The games were much smaller than regular cartridges and would not play on the NES without the adaptor. The following games were released for the Aladdin Deck Enhancer:
- Big Nose Freaks Out
- Dizzy the Adventurer
- The Fantastic Adventures of Dizzy
- Linus Spacehead’s Cosmic Crusade
- Micro Machines
- Quattro Adventure
- Quattro Sports
Another peripheral from Camerica, the Freedom Connection was released in 1986. It allowed you to plug one controller into it. This then transmitted to the receiver, which was connected into the main console. Essentially, it let you sit further away from the television!
The Game Genie was a popular cheat system which was produced by Codemasters and sold through Galoob. It allows the user to enter cheat codes for their games in order to change the way the game is played. Common cheats included extra lives, invincibility and extra energy.

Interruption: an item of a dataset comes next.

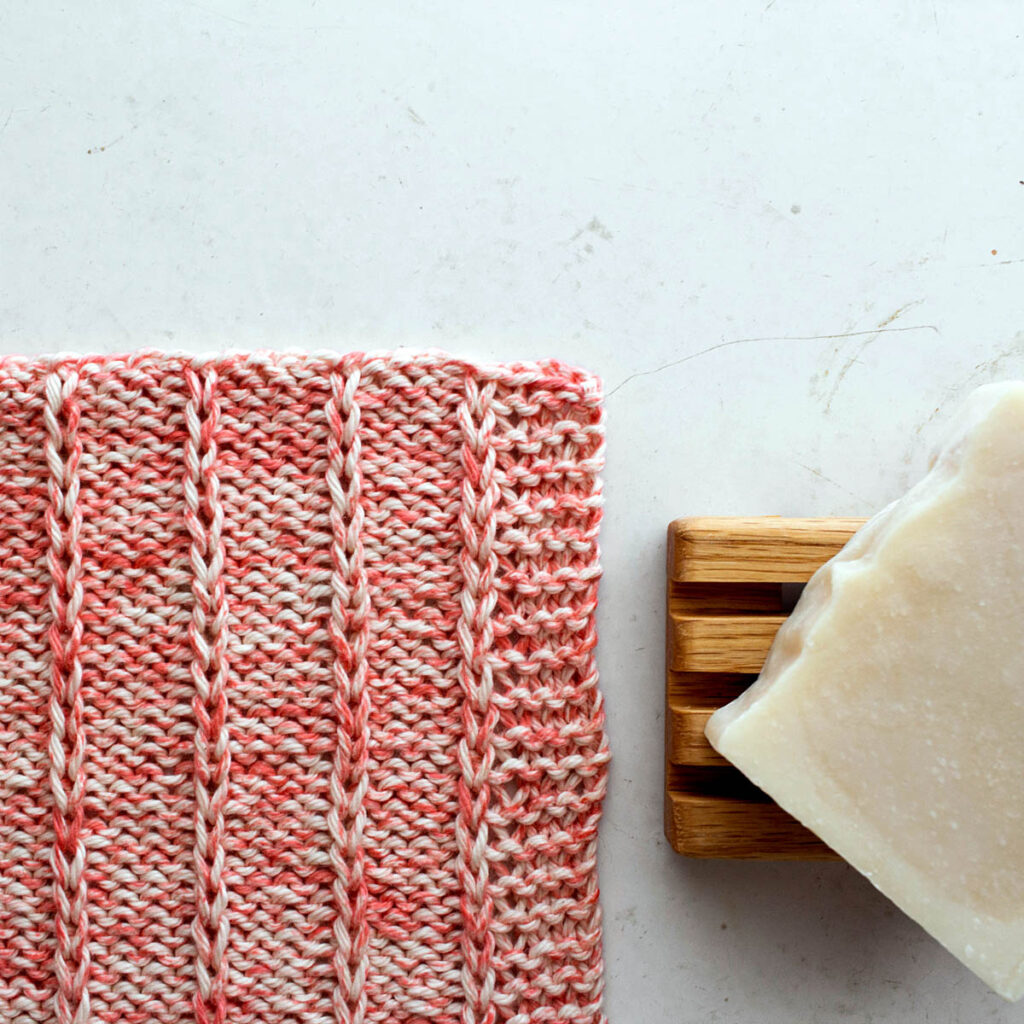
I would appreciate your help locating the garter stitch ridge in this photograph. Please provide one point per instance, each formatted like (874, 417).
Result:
(299, 718)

The user simply has to insert the Game Genie like a regular cartridge and then insert the game they want to play into that. Due to the way the top loading NES was designed, using the game genie meant that the drawer could not be shut over. It is known to have bent the pins within the NES because of this.
An adaptor which let PAL NES owners (Europe) play North American games.
This game converter apparently lets you play North America, PAL and Japanese NES games.
Released for the Famicom by Bandai, the Karaoke Studio was a Karaoke add on which came with a microphone and an adaptor. The adaptor worked in the same way as the Datach system and let you play custom cartridges through it.
Another converter which lets Europeans play North American NES games.
The keyboard came packaged with a foot pedal as well. When the user plugged the cartridge into the NES, they could learn the piano using the keyboard by following the on screen notes. There various games included were designed to test the user and help them progress.
The Teleplay Modem was an interesting accessory which never really took off. It allowed users to play online with other NES owners however it was also created to let users play with Genesis and Super Nes.
Both Nintendo and Sega refused to license the modem or the games which were developed for it so it never really took off.